Point-in-Time Market Data: Why It Matters and Where to Get It
If your backtests use data that was not available at the time, your results are fiction. Here is how to fix that.
What Point-in-Time Means
Point-in-time data is data that reflects only what was known at each historical moment, with no retroactive corrections, additions, or removals. It sounds like a basic requirement, but in practice, most market data sources violate it in ways that are difficult to detect and devastating to backtest integrity.
The most common violations are survivorship bias (your universe only includes stocks that still exist today, not ones that were delisted), lookahead bias (using data that was revised or corrected after the date in question), and retroactive universe construction (assuming a stock had options or met a liquidity threshold at a time when it may not have).
Why It Matters for Systematic Trading
The impact of point-in-time violations on backtest results is not marginal — it is often the difference between a strategy that appears profitable and one that is merely an artifact of data contamination. A momentum strategy that excludes delisted stocks will overestimate returns because the worst performers (which often delist) are removed from the sample. A short strategy backtested on today's micro-cap universe may include names that were not actually micro-cap at the time, distorting position sizing and universe composition.
Where to Get Point-in-Time Data
Databento's historical data is inherently point-in-time at the raw market data level — tick-by-tick records of what actually traded, when, and at what price. For price data, this is as clean as it gets. The limitation is that Databento provides raw data, not derived datasets, so any point-in-time universe construction must be done by the researcher.
Norgate Data explicitly markets survivorship-bias-free historical data, including delisted securities. Their data includes adjusted prices, index constituents, and fundamental data. Norgate is particularly popular in the backtesting community for its clean handling of corporate actions and delistings.
Alphanume provides point-in-time data as a core design principle across all of its datasets. The historical optionable tickers dataset records which equities had listed options on each date — not which ones have options today. The historical market cap dataset provides capitalization as it was known at each date, capturing changes from share issuances, buybacks, and price movements. The dilution events feed timestamps filings as they were filed, with lifecycle tracking that is never retroactively altered. Every dataset is stored historically and remains fixed once published.
This approach is specifically designed for researchers who need to trust that their backtests reflect tradeable reality.
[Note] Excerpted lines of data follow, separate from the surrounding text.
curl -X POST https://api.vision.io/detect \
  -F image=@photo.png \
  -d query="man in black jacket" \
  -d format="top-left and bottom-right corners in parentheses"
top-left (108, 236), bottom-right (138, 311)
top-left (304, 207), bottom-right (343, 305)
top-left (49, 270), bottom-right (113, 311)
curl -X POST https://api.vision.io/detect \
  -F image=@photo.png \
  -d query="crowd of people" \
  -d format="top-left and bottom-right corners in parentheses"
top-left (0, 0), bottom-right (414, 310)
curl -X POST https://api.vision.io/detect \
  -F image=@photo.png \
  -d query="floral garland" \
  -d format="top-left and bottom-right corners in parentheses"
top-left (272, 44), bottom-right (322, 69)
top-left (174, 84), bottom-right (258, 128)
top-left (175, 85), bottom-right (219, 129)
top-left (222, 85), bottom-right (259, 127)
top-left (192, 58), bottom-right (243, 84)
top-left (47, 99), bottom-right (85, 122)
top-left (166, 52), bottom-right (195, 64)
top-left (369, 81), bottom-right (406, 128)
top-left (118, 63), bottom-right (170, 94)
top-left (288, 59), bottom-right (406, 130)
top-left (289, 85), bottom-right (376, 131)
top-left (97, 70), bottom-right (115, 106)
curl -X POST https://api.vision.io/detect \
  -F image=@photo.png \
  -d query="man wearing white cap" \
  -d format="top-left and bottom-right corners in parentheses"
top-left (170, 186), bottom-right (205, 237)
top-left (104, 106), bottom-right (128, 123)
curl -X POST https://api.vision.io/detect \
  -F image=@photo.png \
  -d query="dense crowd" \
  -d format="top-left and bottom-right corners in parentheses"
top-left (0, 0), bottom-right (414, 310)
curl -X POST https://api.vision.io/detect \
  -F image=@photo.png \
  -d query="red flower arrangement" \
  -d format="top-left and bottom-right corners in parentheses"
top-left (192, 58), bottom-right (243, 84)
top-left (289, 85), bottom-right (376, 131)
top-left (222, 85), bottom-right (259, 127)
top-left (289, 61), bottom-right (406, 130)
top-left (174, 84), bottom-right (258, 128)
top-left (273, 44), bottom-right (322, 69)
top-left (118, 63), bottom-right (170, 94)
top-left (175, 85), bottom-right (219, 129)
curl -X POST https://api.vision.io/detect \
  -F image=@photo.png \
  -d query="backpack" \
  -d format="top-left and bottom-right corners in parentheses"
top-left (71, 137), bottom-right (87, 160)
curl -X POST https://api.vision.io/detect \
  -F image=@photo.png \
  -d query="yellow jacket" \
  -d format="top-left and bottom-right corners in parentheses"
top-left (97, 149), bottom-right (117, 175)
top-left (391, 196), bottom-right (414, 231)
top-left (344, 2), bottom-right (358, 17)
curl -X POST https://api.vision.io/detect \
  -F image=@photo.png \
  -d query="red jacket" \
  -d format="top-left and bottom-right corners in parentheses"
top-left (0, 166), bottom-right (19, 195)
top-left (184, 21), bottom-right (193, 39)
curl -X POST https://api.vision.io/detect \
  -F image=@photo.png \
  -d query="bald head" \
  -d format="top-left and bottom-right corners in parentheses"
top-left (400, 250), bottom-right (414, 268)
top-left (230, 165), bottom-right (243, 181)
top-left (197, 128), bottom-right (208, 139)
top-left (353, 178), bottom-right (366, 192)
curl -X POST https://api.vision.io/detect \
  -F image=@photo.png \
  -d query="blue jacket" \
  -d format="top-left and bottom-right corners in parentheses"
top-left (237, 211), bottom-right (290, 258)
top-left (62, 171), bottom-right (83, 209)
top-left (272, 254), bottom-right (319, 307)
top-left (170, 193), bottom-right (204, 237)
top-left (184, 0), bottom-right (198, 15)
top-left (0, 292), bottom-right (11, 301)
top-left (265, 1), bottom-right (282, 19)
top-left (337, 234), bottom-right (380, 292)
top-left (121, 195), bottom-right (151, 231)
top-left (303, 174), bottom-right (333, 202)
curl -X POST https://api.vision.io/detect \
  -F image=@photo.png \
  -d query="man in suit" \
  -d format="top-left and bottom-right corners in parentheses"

The data does not change after the fact, which means your backtest from six months ago will produce the same results if re-run today.
Comparison Table
Provider | Point-in-Time Scope | Data Type | Best For |
Databento | Raw trades/quotes (inherently PIT) | Tick-level market data | Microstructure research |
Norgate Data | Prices including delisted securities | Daily adjusted prices | Long-term equity backtesting |
Alphanume | Research datasets (universe, events, regime) | Structured research datasets | Systematic strategy development |
Most free APIs | Not guaranteed | Varies | Prototyping only |
Making Point-in-Time a Priority
The practical advice is straightforward: treat point-in-time integrity as a non-negotiable requirement for any backtest you intend to act on with real capital. If your data source cannot guarantee that historical records reflect only what was known at the time, your results are suspect until proven otherwise. The providers listed above each address this requirement at different layers of the data stack.